MIT Professor Regina Barzilay, herself a breast cancer survivor, says that the hope is for systems like these to enable doctors to customize screening and prevention programs at the individual level, making late diagnosis a relic of the past.
Although mammography has been shown to reduce breast cancer mortality, there is continued debate on how often to screen and when to start. While the American Cancer Society recommends annual screening starting at age 45, the U.S. Preventative Task Force recommends screening every two years starting at age 50.
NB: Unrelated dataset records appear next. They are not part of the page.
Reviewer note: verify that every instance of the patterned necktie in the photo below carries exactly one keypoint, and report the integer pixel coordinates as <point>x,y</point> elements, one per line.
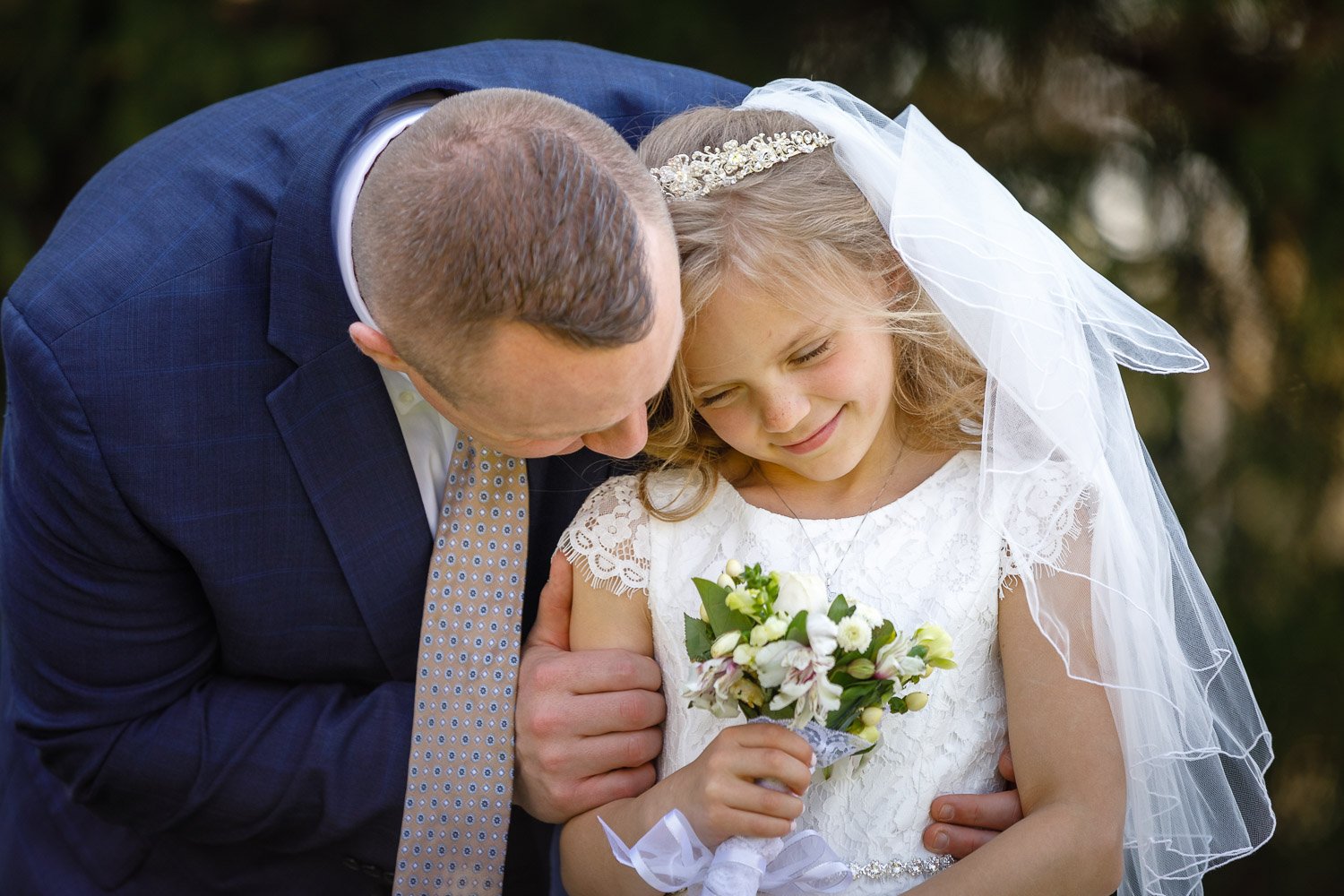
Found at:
<point>460,777</point>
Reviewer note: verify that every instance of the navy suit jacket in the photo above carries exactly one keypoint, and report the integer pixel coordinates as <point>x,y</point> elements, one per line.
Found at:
<point>212,549</point>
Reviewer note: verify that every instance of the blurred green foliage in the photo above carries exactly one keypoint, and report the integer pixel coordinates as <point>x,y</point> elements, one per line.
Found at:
<point>1193,151</point>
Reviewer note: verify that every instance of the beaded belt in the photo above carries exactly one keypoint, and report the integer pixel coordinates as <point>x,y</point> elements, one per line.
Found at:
<point>895,868</point>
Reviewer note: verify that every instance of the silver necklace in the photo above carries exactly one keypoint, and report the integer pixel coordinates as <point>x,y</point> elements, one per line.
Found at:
<point>854,538</point>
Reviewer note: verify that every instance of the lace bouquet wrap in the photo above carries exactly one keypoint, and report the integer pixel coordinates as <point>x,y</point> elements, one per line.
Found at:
<point>774,648</point>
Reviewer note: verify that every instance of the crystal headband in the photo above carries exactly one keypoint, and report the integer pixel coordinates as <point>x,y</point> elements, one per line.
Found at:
<point>707,169</point>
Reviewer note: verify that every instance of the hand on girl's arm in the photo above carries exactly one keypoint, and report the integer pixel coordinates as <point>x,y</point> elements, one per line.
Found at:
<point>717,793</point>
<point>1070,775</point>
<point>965,823</point>
<point>586,721</point>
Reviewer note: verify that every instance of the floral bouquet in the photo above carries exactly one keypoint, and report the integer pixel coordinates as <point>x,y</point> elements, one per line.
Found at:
<point>773,646</point>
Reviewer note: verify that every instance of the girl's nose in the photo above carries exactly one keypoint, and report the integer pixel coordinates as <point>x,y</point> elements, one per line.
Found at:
<point>782,411</point>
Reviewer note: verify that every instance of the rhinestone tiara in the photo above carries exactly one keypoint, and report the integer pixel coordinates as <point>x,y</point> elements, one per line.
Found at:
<point>707,169</point>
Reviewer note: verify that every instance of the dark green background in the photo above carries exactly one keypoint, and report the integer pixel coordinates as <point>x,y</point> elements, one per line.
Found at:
<point>1193,152</point>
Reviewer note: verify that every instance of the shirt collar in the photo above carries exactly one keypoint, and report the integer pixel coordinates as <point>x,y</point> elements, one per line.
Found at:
<point>349,180</point>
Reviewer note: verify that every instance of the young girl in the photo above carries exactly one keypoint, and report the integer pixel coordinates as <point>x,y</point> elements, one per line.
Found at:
<point>898,381</point>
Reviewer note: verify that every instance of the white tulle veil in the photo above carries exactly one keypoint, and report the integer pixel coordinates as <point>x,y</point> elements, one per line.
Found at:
<point>1128,607</point>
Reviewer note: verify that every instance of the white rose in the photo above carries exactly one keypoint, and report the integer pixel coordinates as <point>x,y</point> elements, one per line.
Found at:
<point>774,627</point>
<point>822,634</point>
<point>801,591</point>
<point>854,634</point>
<point>868,614</point>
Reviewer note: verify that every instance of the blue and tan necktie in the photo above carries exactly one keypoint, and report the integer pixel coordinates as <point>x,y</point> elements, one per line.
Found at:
<point>460,777</point>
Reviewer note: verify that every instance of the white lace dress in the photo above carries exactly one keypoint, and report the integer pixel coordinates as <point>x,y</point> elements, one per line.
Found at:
<point>922,557</point>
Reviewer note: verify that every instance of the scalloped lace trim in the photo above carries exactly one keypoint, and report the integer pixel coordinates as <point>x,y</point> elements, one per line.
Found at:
<point>610,536</point>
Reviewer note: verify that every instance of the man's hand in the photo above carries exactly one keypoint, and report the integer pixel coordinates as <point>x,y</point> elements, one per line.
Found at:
<point>586,723</point>
<point>965,823</point>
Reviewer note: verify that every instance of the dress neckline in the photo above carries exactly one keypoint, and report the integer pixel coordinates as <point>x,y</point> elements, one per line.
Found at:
<point>725,490</point>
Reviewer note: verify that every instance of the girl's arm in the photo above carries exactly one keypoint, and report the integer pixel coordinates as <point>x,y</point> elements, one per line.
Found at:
<point>1070,774</point>
<point>717,791</point>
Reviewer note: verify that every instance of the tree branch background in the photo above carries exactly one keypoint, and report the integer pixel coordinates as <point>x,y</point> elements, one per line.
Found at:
<point>1191,151</point>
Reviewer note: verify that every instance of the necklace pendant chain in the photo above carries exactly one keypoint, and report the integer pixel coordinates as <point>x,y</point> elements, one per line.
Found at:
<point>854,538</point>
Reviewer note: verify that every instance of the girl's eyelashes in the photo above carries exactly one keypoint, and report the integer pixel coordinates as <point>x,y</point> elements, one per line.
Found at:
<point>816,352</point>
<point>707,401</point>
<point>812,354</point>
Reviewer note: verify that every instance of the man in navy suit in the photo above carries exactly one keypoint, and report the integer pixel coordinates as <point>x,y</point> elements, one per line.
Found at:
<point>214,536</point>
<point>222,463</point>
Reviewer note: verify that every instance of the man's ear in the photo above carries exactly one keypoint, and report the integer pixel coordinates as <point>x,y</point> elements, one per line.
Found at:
<point>375,346</point>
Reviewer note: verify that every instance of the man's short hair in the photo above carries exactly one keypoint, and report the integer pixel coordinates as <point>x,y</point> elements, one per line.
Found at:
<point>504,206</point>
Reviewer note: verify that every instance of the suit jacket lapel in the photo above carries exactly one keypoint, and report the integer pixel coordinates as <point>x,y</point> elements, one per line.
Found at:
<point>343,438</point>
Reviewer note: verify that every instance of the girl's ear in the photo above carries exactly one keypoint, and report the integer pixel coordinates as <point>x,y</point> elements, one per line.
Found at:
<point>900,284</point>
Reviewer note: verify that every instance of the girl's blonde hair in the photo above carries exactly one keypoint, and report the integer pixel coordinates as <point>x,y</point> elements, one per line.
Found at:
<point>804,233</point>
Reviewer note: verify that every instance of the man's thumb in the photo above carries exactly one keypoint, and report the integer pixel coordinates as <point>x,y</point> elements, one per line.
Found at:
<point>553,607</point>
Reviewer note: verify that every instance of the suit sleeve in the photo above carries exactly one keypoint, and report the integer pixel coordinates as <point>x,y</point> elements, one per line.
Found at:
<point>116,670</point>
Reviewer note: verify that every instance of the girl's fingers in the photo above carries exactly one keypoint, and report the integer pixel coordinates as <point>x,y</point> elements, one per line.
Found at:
<point>771,737</point>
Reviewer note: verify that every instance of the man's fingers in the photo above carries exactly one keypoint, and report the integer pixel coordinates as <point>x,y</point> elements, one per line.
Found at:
<point>553,607</point>
<point>986,812</point>
<point>623,783</point>
<point>593,672</point>
<point>956,841</point>
<point>590,716</point>
<point>613,751</point>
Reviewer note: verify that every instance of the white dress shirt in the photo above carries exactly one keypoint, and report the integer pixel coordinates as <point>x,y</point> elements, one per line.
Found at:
<point>429,437</point>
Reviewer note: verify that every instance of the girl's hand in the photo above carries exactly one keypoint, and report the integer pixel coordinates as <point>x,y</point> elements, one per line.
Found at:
<point>718,793</point>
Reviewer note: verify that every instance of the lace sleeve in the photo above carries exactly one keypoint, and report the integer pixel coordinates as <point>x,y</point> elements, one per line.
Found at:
<point>1048,514</point>
<point>609,538</point>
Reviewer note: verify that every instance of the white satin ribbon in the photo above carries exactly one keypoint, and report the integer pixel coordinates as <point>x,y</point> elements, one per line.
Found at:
<point>671,857</point>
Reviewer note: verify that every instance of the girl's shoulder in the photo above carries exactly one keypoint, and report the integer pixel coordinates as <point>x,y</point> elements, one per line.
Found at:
<point>633,493</point>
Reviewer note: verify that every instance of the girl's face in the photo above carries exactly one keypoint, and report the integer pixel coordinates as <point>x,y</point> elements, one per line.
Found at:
<point>804,395</point>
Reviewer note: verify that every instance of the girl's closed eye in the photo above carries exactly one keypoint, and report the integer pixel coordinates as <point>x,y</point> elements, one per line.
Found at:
<point>822,349</point>
<point>709,401</point>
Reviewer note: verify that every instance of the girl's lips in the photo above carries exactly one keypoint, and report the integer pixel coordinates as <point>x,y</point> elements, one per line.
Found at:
<point>816,440</point>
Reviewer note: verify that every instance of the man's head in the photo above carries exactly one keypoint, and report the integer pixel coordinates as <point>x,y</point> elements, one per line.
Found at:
<point>521,268</point>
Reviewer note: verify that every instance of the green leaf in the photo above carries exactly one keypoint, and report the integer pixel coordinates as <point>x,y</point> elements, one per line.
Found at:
<point>854,700</point>
<point>720,618</point>
<point>839,608</point>
<point>798,629</point>
<point>884,634</point>
<point>699,638</point>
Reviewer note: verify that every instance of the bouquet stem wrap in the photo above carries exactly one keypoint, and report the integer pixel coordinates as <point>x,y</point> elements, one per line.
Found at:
<point>671,857</point>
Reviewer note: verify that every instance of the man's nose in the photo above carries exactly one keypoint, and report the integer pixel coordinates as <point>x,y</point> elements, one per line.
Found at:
<point>624,440</point>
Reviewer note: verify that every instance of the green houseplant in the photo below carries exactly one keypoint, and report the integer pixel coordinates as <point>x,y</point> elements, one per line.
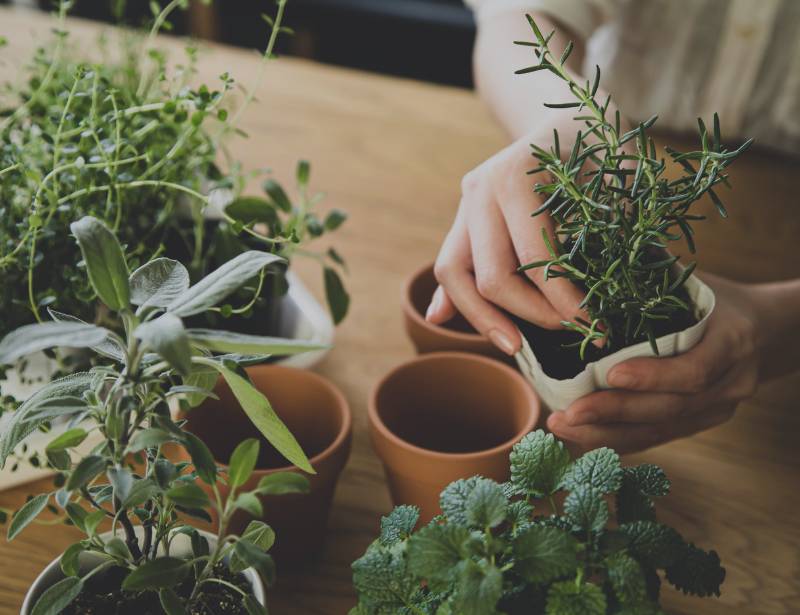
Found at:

“Rather than taking a one-size-fits-all approach, we can personalize screening around a woman’s risk of developing cancer,” says Barzilay, senior author of a new paper about the project out today in Radiology. “For example, a doctor might recommend that one group of women get a mammogram every other year, while another higher-risk group might get supplemental MRI screening.” Barzilay is the Delta Electronics Professor at CSAIL and the Department of Electrical Engineering and Computer Science at MIT and a member of the Koch Institute for Integrative Cancer Research at MIT.
The model detected patterns too subtle for the human eye to detectThe team’s model was significantly better at predicting risk than existing approaches: It accurately placed 31 percent of all cancer patients in its highest-risk category, compared to only 18 percent for traditional models. Harvard Professor Constance Lehman says that there’s previously been minimal support in the medical community for screening strategies that are risk-based rather than age-based. “This is because before we did not have accurate risk assessment tools that worked for individual women,” says Lehman, a professor of radiology at Harvard Medical School and division chief of breast imaging at MGH. “Our work is the first to show that it’s possible.” Barzilay and Lehman co-wrote the paper with lead author Adam Yala, a CSAIL PhD student. Other MIT co-authors include PhD student Tal Schuster and former master’s student Tally Portnoi.